De laatste klimmen van de dag zijn de Monte Casale (494m hoog, 8.7km aan 4.7% gem. en 12% max.) en Monte Trebbio (585m, 6km aan 6.7% gem. en 16% max.). Na de top van de Trebbio zijn er nog 26km te rijden, waarvan de afdaling ongeveer de helft voor zijn rekening neemt en de andere helft ook nog vals plat omloog loopt.

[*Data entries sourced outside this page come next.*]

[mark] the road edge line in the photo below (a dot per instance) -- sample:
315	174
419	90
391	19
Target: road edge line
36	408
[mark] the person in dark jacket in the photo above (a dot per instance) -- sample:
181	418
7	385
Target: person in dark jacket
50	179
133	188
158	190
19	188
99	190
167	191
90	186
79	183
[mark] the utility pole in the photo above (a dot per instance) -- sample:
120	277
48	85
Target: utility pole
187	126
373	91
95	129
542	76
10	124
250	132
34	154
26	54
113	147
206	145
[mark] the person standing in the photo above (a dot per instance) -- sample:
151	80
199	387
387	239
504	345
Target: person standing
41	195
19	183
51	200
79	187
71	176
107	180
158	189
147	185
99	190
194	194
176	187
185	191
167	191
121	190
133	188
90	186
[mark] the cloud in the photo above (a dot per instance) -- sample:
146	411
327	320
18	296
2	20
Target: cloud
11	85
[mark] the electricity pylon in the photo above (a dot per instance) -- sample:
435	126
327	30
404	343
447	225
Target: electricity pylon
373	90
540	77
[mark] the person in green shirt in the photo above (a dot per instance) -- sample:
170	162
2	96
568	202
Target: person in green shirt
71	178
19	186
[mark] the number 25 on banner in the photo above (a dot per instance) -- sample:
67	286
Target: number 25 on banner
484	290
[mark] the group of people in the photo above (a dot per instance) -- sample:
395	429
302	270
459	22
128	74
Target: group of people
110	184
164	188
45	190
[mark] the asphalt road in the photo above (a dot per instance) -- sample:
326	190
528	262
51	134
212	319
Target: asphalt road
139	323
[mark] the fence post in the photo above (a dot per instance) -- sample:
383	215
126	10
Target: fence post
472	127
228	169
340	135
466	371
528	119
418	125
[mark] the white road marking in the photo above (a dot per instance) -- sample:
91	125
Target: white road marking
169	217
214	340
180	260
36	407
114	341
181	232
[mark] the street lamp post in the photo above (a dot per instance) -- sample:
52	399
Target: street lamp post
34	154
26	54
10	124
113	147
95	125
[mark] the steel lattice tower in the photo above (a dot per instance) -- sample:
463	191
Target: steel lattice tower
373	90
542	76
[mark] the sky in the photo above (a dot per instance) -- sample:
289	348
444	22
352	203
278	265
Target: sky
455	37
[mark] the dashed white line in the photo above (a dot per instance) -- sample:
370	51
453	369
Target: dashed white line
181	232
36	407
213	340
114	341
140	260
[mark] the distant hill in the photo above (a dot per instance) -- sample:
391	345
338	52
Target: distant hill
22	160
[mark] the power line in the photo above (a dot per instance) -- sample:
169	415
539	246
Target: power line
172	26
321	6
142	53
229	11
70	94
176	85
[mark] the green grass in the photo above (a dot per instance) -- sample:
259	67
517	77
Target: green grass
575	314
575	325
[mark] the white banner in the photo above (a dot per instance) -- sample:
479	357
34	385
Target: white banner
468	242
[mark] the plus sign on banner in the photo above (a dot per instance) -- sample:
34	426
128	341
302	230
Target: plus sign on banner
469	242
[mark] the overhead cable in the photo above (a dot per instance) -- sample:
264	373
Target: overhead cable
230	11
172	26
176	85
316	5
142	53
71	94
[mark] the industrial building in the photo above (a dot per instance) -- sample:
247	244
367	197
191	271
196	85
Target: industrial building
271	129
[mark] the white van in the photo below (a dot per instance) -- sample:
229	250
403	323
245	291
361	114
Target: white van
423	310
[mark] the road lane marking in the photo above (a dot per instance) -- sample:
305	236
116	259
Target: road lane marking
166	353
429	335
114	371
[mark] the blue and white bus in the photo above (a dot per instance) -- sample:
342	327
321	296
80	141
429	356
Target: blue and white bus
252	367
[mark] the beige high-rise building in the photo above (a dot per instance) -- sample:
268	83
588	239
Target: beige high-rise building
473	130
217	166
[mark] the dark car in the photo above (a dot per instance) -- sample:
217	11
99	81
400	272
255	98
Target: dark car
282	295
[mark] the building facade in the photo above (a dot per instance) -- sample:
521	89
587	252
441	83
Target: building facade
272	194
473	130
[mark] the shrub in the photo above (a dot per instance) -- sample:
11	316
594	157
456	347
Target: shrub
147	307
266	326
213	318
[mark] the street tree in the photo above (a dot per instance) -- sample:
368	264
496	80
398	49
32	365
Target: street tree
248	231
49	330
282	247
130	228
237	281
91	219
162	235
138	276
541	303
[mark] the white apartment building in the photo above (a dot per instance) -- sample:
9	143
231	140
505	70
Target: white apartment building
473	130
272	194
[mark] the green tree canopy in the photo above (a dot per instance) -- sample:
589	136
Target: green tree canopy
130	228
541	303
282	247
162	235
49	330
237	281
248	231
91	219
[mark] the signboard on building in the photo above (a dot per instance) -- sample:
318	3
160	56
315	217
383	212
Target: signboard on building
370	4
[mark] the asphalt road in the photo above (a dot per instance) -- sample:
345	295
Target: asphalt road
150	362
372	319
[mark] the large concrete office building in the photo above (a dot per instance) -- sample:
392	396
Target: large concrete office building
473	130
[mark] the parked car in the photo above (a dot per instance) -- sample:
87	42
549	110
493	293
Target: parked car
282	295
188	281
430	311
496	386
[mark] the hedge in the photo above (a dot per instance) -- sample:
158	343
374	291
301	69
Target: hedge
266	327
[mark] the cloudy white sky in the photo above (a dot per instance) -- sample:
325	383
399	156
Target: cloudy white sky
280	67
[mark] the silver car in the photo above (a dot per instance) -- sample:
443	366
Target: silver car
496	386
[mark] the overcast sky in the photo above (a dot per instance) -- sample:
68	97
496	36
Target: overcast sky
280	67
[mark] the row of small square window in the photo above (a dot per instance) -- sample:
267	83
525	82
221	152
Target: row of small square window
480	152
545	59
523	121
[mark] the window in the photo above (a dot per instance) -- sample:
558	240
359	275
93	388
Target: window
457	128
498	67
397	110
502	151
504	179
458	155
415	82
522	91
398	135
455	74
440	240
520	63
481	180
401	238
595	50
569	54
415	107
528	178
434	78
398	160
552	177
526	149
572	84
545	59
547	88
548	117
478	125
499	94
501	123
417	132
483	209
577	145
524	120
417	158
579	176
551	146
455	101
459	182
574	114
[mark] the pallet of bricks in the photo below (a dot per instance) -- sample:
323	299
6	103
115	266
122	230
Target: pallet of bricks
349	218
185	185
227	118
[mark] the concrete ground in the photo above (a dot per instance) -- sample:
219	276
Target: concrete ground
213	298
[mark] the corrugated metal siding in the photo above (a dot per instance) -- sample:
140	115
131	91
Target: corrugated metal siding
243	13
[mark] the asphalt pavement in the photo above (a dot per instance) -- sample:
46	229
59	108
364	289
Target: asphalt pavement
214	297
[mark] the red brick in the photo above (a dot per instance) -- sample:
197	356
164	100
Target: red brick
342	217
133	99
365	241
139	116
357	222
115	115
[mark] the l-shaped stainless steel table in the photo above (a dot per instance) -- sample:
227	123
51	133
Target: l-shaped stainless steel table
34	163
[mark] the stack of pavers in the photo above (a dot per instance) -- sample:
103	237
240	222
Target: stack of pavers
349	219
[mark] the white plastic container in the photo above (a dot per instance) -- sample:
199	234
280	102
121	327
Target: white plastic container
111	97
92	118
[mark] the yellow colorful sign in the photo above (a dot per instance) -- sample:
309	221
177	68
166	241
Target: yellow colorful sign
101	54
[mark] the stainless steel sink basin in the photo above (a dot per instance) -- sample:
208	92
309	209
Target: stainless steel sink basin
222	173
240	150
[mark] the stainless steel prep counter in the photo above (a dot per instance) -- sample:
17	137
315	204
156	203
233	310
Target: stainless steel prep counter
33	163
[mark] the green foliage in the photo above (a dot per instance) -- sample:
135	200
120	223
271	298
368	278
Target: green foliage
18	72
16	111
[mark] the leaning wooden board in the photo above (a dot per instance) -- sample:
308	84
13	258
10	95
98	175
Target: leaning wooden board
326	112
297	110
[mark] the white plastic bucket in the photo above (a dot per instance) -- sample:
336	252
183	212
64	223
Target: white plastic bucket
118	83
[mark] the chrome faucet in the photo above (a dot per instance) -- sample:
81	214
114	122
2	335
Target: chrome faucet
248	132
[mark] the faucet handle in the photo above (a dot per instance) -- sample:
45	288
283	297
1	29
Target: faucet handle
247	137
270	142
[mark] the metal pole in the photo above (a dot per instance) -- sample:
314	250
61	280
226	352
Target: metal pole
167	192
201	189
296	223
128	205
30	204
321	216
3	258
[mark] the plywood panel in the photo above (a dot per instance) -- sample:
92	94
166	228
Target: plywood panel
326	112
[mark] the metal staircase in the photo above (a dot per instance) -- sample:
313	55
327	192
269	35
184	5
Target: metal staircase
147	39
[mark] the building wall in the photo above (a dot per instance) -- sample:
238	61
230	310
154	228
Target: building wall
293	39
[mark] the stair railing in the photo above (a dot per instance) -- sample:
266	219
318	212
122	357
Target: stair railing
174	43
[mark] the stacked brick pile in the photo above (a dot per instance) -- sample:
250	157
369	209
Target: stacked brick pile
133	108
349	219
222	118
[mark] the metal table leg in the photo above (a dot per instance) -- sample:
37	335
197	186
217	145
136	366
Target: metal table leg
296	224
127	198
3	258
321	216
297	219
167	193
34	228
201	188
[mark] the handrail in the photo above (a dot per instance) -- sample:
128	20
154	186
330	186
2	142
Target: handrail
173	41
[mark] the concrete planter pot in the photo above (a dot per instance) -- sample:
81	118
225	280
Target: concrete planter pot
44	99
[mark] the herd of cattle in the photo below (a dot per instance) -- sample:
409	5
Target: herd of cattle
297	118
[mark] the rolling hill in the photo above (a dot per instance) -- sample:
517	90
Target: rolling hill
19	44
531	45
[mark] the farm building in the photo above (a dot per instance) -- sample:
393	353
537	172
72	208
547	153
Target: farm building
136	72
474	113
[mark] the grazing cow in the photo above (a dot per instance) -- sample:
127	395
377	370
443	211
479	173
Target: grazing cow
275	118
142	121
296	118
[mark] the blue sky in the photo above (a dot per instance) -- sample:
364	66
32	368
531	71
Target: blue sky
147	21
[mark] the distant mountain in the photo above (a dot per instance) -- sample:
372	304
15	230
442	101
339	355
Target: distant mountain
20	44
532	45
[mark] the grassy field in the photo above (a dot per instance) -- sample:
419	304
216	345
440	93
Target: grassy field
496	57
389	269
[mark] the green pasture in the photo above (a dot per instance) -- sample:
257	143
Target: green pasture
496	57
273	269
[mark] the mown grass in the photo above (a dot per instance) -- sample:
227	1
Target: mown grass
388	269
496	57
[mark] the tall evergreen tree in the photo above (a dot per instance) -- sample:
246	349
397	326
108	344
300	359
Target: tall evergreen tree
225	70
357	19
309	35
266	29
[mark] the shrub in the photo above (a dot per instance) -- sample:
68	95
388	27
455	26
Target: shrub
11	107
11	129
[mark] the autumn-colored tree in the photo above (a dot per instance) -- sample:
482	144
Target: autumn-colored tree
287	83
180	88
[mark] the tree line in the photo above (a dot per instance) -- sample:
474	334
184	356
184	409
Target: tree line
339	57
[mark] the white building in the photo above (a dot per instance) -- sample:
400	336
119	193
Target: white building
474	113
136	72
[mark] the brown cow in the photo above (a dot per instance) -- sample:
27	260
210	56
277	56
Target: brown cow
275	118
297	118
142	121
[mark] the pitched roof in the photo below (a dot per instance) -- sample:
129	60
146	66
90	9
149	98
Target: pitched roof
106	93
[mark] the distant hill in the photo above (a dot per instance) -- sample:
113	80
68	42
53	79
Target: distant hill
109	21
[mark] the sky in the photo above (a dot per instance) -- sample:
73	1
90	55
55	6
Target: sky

De rit zal waarschijnlijk een zelfde verloop als gisteren kennen, een omvangrijke kopgroep mag wegrijden en strijden voor de ritzege. Deze keer geen aankomst bergop, dus bij de favorieten gebeurd waarschijnlijk niets. Alhoewel, in 2003 reed men een vanaf de Carnavale identieke rit. Gilberto Simoni reed op de Monte Trebbio weg van de favorieten en sloot aan bij de vroege kopgroep met o.a. Arvesen en zijn Seaco-ploegmaat Leonardo Bertagnolli. Het groepje kwam met 26 seconden voorsprong binnen waardoor Stefano Garzelli het roze moest afstaan aan Simoni die de Giro zou winnen.